To determine the natural history of IPF in patients eligible for phase 3 trials vs those not eligible

Methods

Since 1/1/2002, all patients with IPF presenting to the Edinburgh Royal Infirmary lung fibrosis clinic have been recruited prospectively to a database. The diagnosis of IPF was made by multi-disciplinary consensus after integration of clinical, HRCT and pathological data, based on ATS/ERS criteria. Management and follow-up was by standardised protocol. IPF-directed therapy, including corticosteroids, azathioprine and anti-oxidants, was considered only in advanced disease, acute exacerbation or in those who exhibited pre-specified fall in lung function.
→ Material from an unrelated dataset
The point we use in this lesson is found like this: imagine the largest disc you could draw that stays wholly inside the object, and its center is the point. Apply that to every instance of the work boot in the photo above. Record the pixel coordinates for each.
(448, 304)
Patients were grouped into those eligible for phase 3 clinical trials and those ineligible, based on the major inclusion/exclusion criteria used in a recently published study (CAPACITY, Lancet 2011 377;1760–1769).

Results

Of 199 consecutively presenting patients with IPF, 61 (31%) were eligible for a phase 3 trial. The proportion of males in the eligible and ineligible groups was similar, but eligible patients were younger (68 vs 74 yrs, p<0.0001), comprised fewer individuals with >20 pack/year smoking history (50% vs 65%, p=0.057), had lower % predicted VC (82.6 vs 95.8 p=0.0003) and higher % predicted TLCO (56.6 vs 51.9, p=0.07). Eligible patients had less % emphysema on HRCT scoring compared to non-eligible patients (0.74% vs 6% p<0.0001). The 3yr-survival of eligible and ineligible patients were not significantly different (Abstract S137 figure 1 74% vs 63%, p=0.3). Event-free survival, defined as time to death or =10% fall in VC or =15% fall in TLCO or acute exacerbation of IPF or hospital admission with respiratory illness, was not significantly different between eligible and ineligible groups, such that in both groups 40% and 60% experienced a progression-defining event by 12 -and 24-months respectively.

Conclusions

Trial ineligible patients are demographically and phenotypically different from eligible patients, but have identical mortality and progression-free survival. These data have important implications for translation of trial data to clinical practice and for IPF trial design.